Deployed to a Harper Fabric cluster, the product graph and product cache are replicated across every node globally. A user in Tokyo and a user in London both read from their nearest node — no round-trip to a central database. Recommendation lookups are served from local in-process storage.

Associations update in real time across the cluster

Harper's replication propagates association weight increments across the cluster automatically. A browsing pattern that appears on nodes in Frankfurt immediately strengthens the same association edges on nodes in Singapore. The recommendation model improves globally without any centralised aggregation step or batch retraining.

Composition with Harper's page and API caching

This component is designed to sit alongside Harper's built-in caching components. A typical e-commerce setup might look like:

Browser
  │
  ▼
Harper Node (nearest)
  ├─ Static assets        (Harper static component — served from edge)
  ├─ Product detail page  (Harper HTTP cache — full page or fragment cache)
  ├─ Product API          (Harper cache component — cached origin API responses)
  └─ /recommendations/    (this component — live, session-aware, no cache)

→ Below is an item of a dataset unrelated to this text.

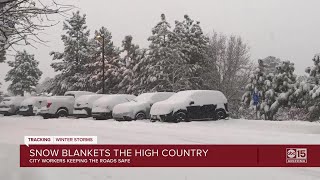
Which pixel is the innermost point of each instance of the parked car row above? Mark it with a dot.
(157, 106)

The recommendation endpoint is intentionally not cached at the HTTP layer — each request is session-specific and must read the current association graph. However, the underlying Product and ProductAssociation table lookups are served from Harper's in-process storage, so individual record reads are already as fast as a cache hit.

For higher-traffic deployments, recommendations for anonymous (cookieless) users can be cached per product ID at the page layer, since those requests carry no session context. Personalised responses bypass the page cache automatically.

No external ML infrastructure required

The recommendation model lives entirely inside Harper tables. There is no separate vector database, no offline training pipeline, no model serving infrastructure, and no scheduled jobs. The association graph and popularity statistics are updated inline with every request using Harper's atomic increment operations. Deploying the recommendation engine is just deploying a Harper component.


Recommendation Techniques

The engine stacks eight complementary techniques. Each one addresses a different failure mode of simple co-occurrence counting, and they compose cleanly because they all operate on the same Harper tables.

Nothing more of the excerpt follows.